Markus 4,26-29

Markus 4,26-29

Bauernprotest| Sexagesimä | 04.02.24 | Mk 4,26-29 | Verena Salvisberg |

Liebe Gemeinde

Mag sein, dass es mit den Bauernprotesten in Deutschland zu tun hat, die ich vor zwei Wochen hautnah miterlebt hatte, als ich in Hannover einen Weiterbildungskurs besuchte. Lange Schlangen von Traktoren, zum Teil hupend, zum Teil mit Bannern ausgerüstet, fuhren im Schrittempo am Tagungshaus vorbei. Der Protest weckte mein Interesse. Was sind die Gründe für den Unmut? Wofür kämpfen diese Bauern? Mich interessierte das und gleichzeitig war ich irritiert über das Verhalten der anderen Kursteilnehmer:innen. Sie reagierten nämlich überhaupt nicht. Da war kein Ärger, kein Unmut, kein Verständnis, einfach nichts. Die Bauern zogen vorbei, ohne nur die kleinste Bemerkung oder ein winziges Gespräch ausgelöst zu haben.

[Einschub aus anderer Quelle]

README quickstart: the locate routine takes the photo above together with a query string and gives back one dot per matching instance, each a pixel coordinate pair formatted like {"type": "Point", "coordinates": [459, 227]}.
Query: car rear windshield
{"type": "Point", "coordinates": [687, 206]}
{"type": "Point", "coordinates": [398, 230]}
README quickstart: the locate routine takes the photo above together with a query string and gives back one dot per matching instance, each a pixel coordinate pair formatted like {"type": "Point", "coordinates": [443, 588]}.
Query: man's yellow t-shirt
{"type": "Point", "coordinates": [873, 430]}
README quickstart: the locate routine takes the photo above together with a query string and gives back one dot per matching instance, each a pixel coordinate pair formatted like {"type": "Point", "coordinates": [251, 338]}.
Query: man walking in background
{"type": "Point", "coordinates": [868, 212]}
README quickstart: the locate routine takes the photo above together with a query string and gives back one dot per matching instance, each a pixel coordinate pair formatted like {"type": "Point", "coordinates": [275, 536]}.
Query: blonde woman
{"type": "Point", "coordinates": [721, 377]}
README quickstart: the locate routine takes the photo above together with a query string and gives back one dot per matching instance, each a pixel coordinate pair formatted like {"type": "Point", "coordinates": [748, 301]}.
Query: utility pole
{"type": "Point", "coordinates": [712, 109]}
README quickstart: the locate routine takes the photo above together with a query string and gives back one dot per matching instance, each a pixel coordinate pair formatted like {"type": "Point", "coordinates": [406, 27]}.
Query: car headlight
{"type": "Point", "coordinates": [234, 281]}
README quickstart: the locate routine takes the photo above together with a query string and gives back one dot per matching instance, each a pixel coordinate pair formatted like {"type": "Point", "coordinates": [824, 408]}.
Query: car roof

Ich masse mir nicht an, in der Landwirtschaftspolitik Bescheid zu wissen. In der Schweiz wie auch in Deutschland oder vielen anderen Ländern geht es schon längst nicht nur ums Säen und Ernten. Die Bauern bekommen Subventionen für alles Mögliche und wenn diese gestrichen oder gekürzt werden, geht es ans Lebendige.

Für mich war jedoch klar: die werden gute Gründe haben, sich zu wehren.

Und eben: Vielleicht gibt es einen Zusammenhang mit diesem Erlebnis, jedenfalls erinnerte mich kurz darauf die Lektüre des Predigtwortes an meinen eigenen kleinen, privaten, Bauernprotest vor vielen Jahren.

Und Jesus sprach: Mit dem Reich Gottes ist es so, wie wenn einer Samen aufs Land wirft;

er schläft und steht auf, Nacht und Tag. Und der Same sprosst und wächst empor, er weiss nicht wie.

Von selbst bringt die Erde Frucht, zuerst den Halm, dann die Ähre, dann das volle Korn in der Ähre.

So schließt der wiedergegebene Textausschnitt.